Wild Spectacle is a new and selected book of sorts, as some of the essays have been collected from previous publications as early as 2002. One thread that sews these essays together is geography and specificity of place. We journey first to the wilds of Montana, then into Mexico and Central America, and finally to the swamps and coastal regions of Florida and Georgia, close to Ray’s current homeplace. (Oh yes, there is that one detour to the panhandle of Alaska for a dinner party of salmon and shrimp, heron eggs on kelp, and the delicacy of halibut cheeks!) How do you get to know a place, Ray asks in “Montana”? Her directive is one she practices well in this book:
First you bathe there. . . .
Then you go barefoot, naked if you can.
Then you eat and drink from a place. You sleep with it.
You watch and listen. You study. You learn. You listen.
With Ray as guide, we study elk, kestrel, monarch butterflies, spiders. We see monkeys, whales, and manatee. We hear the “song-rope” of coyote calls and the cacophony of mating frogs. We witness deep friendships—friendship, Ray writes, is “a snail shell, a cloud formation, a zephyr. It’s a bird hatching, . . .”—the necessity of swamp hollers as survival strategy, and the ever-present dangers of being in the wild. Ray’s close calls with drowning, being caught in storms or darkness, and a sudden onset of illness give us an urgency and drama that propel her essays far beyond the genre of nature writing. The closing essay, for instance, is both a meditation on the Okefenokee Swamp and a thrilling page-turner.
In addition to bringing alive particular places, Ray also hems these essays together with her inimitable poetic style. She is mindful and lyrical about naming and an expert at translating observations into concrete and vivid detail. Her language is rich with description, metaphor, and music. A sudden storm is “as if God drove a chariot across the skies, ripping open golden clouds, slapping ropes of lightning together to make thunder.” A herd of elk “poured like molasses” toward a stream, and the night sky is “a hand-painted bowl, silver on black.” But like the skilled poet she is, her literary sensibilities are not used just to extoll beauty. She describes ecotourism as the “Disneyfication of the wild” and the loss of nature as “a terrorism.” She depicts with heartache the clearcut sections of the Yaak Valley, “and threaded through it all, like tapeworms, are skinny white logging roads.” Ray’s keen observations and brutal honesty make this collection necessary reading if we want to live with and preserve the wild places on the planet.
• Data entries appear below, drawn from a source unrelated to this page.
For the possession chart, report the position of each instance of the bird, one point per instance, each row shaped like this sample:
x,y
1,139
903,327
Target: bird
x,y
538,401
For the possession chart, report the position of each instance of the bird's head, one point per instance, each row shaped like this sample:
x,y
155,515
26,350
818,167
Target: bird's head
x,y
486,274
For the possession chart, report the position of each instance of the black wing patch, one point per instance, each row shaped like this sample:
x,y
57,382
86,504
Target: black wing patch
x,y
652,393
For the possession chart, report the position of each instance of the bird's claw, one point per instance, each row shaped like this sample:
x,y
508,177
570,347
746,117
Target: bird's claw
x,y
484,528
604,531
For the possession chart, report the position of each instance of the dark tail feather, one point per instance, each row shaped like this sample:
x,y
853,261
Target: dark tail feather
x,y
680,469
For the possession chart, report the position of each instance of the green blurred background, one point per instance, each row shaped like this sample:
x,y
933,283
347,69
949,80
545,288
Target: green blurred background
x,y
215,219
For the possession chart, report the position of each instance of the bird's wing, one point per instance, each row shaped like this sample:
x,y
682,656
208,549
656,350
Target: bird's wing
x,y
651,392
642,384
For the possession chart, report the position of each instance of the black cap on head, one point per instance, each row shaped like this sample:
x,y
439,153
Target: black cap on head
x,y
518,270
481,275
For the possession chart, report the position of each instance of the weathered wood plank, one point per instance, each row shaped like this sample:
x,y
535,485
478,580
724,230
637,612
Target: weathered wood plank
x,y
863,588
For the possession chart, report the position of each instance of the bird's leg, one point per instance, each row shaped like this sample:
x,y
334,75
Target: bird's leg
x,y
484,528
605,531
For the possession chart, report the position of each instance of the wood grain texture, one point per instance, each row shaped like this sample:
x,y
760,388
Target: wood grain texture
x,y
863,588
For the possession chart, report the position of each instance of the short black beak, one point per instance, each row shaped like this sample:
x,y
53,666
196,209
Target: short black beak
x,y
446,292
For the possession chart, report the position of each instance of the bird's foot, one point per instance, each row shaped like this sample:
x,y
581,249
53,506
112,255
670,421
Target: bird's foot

“I have always been in love with the world, as long as I can remember,” Ray tells us, and we believe her. She circles back to her creed at the end of this stellar collection. In “I Have Seen the Warrior” she writes of her determination to be wild, “to be aware, to not turn a blind eye, to not back down, to not give up. Sometimes the only weapon we have is awareness. Sometimes all we have is a little light that we can shine outward into a big darkness. Sometimes, however, we tap into our superpowers, and then we can transcend and bring about transcendence.” Wild Spectacle: Seeking Wonders in a World beyond Humans is a force, a lesson, a gift.